Which are most important to you?
“We must ensure that sex workers can work safely and independently. The women behind the windows have become a tourist attraction. They’re ridiculed, taunted and photographed without their permission. Additionally, human trafficking, fraud and money laundering must be curbed. Thirdly, I would also like to see less disruption for residents and business owners. The area must be cleaner and more peaceful and livable than it is now. Relocating prostitution to other parts of the city is another option.”
Are you going to allow window brothels to sign up in new neighbourhoods such as Havenstad, Sluisbuurt or IJburg Strandeiland?
“Possibly.
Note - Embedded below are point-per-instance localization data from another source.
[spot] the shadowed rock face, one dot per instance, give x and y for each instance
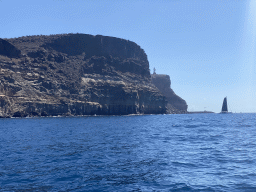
(7, 49)
(175, 103)
(76, 74)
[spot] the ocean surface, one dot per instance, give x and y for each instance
(190, 152)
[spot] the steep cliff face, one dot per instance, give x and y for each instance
(8, 49)
(76, 74)
(175, 103)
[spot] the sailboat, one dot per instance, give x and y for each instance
(224, 108)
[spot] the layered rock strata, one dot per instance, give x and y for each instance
(175, 103)
(75, 74)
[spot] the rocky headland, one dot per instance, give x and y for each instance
(78, 74)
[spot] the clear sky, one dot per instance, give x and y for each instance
(208, 47)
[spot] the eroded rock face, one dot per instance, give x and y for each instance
(77, 74)
(7, 49)
(175, 103)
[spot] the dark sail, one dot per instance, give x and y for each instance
(224, 105)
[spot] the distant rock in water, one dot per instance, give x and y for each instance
(175, 103)
(75, 74)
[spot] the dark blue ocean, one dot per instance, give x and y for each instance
(194, 152)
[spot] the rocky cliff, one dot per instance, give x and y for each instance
(175, 103)
(75, 74)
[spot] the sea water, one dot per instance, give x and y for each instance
(190, 152)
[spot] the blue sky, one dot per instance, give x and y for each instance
(206, 46)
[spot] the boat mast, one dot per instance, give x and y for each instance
(224, 105)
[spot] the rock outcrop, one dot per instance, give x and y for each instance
(175, 103)
(75, 74)
(8, 49)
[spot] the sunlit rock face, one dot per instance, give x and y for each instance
(76, 74)
(175, 103)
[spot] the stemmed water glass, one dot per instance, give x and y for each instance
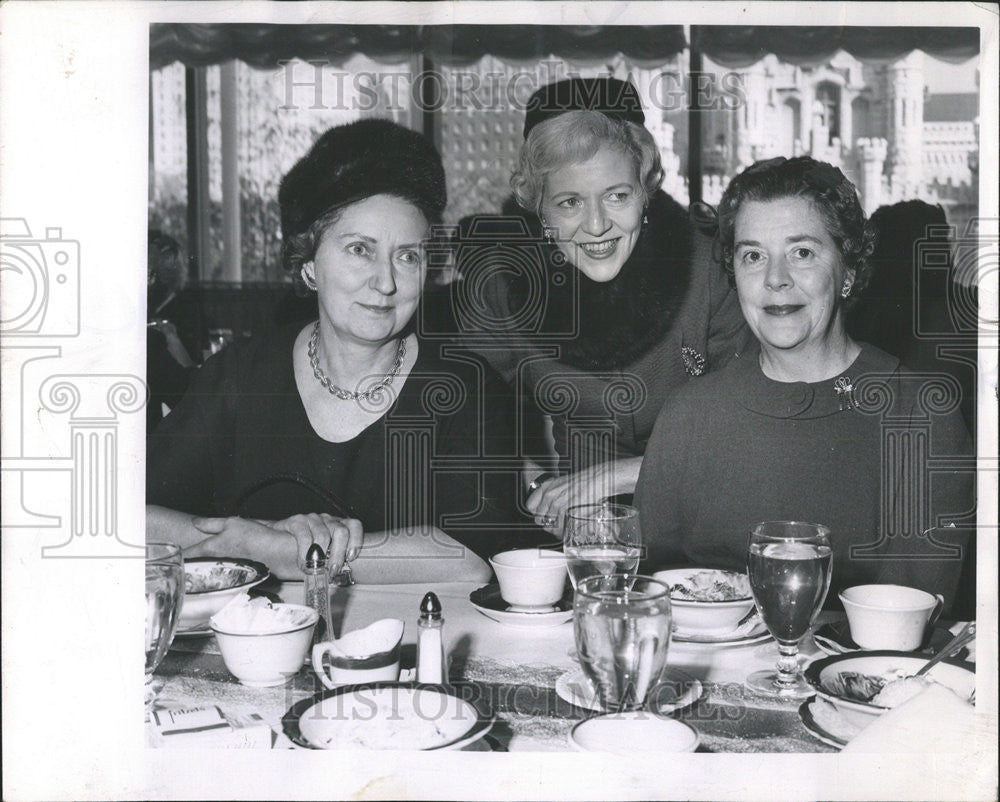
(164, 597)
(789, 564)
(600, 540)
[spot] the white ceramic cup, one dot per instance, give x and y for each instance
(890, 616)
(367, 655)
(530, 577)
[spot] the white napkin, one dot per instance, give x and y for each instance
(934, 721)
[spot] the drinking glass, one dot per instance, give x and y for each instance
(622, 628)
(600, 540)
(164, 597)
(789, 564)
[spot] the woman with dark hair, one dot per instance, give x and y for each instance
(811, 425)
(349, 431)
(600, 300)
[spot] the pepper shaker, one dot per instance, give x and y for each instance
(317, 592)
(432, 666)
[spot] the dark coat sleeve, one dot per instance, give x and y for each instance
(477, 492)
(939, 556)
(728, 334)
(661, 484)
(189, 448)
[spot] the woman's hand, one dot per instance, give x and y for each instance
(175, 347)
(551, 500)
(288, 540)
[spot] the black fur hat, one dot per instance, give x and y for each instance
(616, 99)
(356, 161)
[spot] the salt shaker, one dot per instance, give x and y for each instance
(431, 663)
(318, 592)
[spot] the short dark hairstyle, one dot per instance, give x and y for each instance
(164, 266)
(348, 164)
(825, 186)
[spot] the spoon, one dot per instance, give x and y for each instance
(966, 634)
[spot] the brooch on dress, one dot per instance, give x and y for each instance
(845, 393)
(694, 363)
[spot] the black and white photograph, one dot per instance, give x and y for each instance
(609, 389)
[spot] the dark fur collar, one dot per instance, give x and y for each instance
(622, 319)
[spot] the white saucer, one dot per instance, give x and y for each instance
(489, 602)
(677, 689)
(728, 637)
(814, 708)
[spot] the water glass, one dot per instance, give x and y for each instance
(622, 628)
(600, 540)
(789, 564)
(164, 598)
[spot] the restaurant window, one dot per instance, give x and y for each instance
(828, 96)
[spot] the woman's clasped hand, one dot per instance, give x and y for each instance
(340, 538)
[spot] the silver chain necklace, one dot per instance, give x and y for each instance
(340, 392)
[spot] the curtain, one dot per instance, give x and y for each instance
(264, 45)
(738, 46)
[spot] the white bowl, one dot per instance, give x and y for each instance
(890, 616)
(822, 674)
(236, 576)
(265, 660)
(530, 577)
(637, 732)
(697, 616)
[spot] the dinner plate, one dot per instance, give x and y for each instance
(632, 733)
(676, 690)
(390, 715)
(733, 637)
(814, 707)
(195, 632)
(835, 638)
(490, 603)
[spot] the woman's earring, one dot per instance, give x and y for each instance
(307, 277)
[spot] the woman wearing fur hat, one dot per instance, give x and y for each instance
(325, 433)
(620, 305)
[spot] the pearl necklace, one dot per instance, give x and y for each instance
(347, 395)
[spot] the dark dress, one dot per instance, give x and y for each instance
(240, 443)
(738, 448)
(166, 377)
(599, 358)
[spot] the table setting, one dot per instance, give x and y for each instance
(568, 650)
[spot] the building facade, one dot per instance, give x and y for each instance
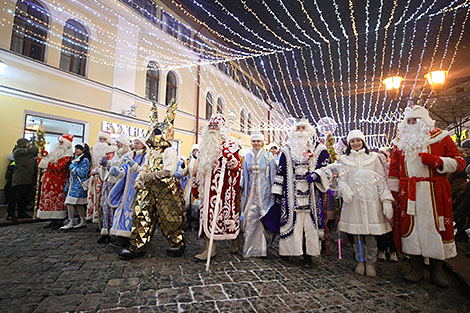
(81, 67)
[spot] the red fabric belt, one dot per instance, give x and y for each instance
(412, 184)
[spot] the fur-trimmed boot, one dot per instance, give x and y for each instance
(437, 273)
(203, 256)
(417, 269)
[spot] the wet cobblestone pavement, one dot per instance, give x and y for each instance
(42, 270)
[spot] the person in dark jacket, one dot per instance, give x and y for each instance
(23, 178)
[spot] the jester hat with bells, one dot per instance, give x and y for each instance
(161, 134)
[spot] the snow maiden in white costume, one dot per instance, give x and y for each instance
(259, 170)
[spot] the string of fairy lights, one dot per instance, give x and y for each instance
(318, 59)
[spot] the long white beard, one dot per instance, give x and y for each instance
(58, 152)
(299, 142)
(209, 153)
(414, 138)
(99, 151)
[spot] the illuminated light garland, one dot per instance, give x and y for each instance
(266, 26)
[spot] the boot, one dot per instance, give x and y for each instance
(203, 256)
(370, 270)
(81, 224)
(175, 251)
(127, 254)
(437, 274)
(67, 226)
(417, 269)
(235, 246)
(360, 268)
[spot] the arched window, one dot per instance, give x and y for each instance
(220, 106)
(209, 105)
(30, 28)
(151, 83)
(171, 87)
(249, 123)
(242, 121)
(74, 48)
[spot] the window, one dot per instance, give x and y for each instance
(249, 123)
(147, 8)
(151, 83)
(220, 106)
(74, 48)
(209, 105)
(171, 87)
(169, 25)
(54, 129)
(242, 121)
(30, 28)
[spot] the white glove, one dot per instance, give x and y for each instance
(388, 210)
(347, 194)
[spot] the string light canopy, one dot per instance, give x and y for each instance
(318, 58)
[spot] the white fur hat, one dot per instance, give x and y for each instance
(356, 133)
(111, 148)
(257, 136)
(124, 139)
(106, 135)
(416, 111)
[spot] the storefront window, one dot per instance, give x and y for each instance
(54, 129)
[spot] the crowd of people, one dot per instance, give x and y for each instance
(131, 189)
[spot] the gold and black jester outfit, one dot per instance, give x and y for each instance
(159, 196)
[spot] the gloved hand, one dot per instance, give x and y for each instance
(114, 171)
(431, 160)
(162, 173)
(388, 210)
(129, 161)
(104, 162)
(312, 177)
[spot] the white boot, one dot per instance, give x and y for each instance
(69, 225)
(81, 224)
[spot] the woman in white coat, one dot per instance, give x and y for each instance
(363, 218)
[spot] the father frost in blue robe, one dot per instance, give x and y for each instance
(299, 192)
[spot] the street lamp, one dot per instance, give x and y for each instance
(3, 67)
(436, 78)
(392, 84)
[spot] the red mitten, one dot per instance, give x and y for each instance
(226, 153)
(431, 160)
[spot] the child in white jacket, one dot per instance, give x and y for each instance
(361, 217)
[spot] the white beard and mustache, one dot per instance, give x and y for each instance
(299, 142)
(209, 153)
(99, 151)
(414, 138)
(59, 151)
Perhaps as prostitution hotels where sex workers can rent a room only visited by those making use of their services.”
Accommodating refugees who have exhausted all legal options is already being met with much resistance. What do you think will happen if you announce a prostitution hotel in a residential area?
“Yes, that will more than likely be met with heavy protest. But you must keep in mind that prostitution is now happening in an area where people live relatively safely and pleasantly.”
Is it hypocritical that Amsterdammers have so much to say about joy and freedom, but are outraged about having a brothel in a residential area?
“Nothing is strange to Amsterdammers. We all have ideals and things we don’t want happening on our doorstep, but in general, Amsterdammers are tolerant and there are more opinions than just those of people in assembly rooms.”
Are you going to ask the city for advice through a referendum?
“I don’t think this subject is suitable for a referendum. It’s much too complicated and delicate. You don’t want people to vote on the fate of sex workers and victims of human trafficking.”
One of your requirements is that sex workers should be able to live with all the changes. But until now, they mainly believe that the local government should interfere as little as possible. Will you take that into consideration?
“Prostitution in Amsterdam should be regulated in order to improve the well-being of all sex workers. Organisations such as Proud are not the only ones who have something to say. Human trafficking is taking place in the most beautiful and oldest part of our city. During the course of a few hundred years, situations have arisen that are completely unacceptable. It will take time to bring about change.”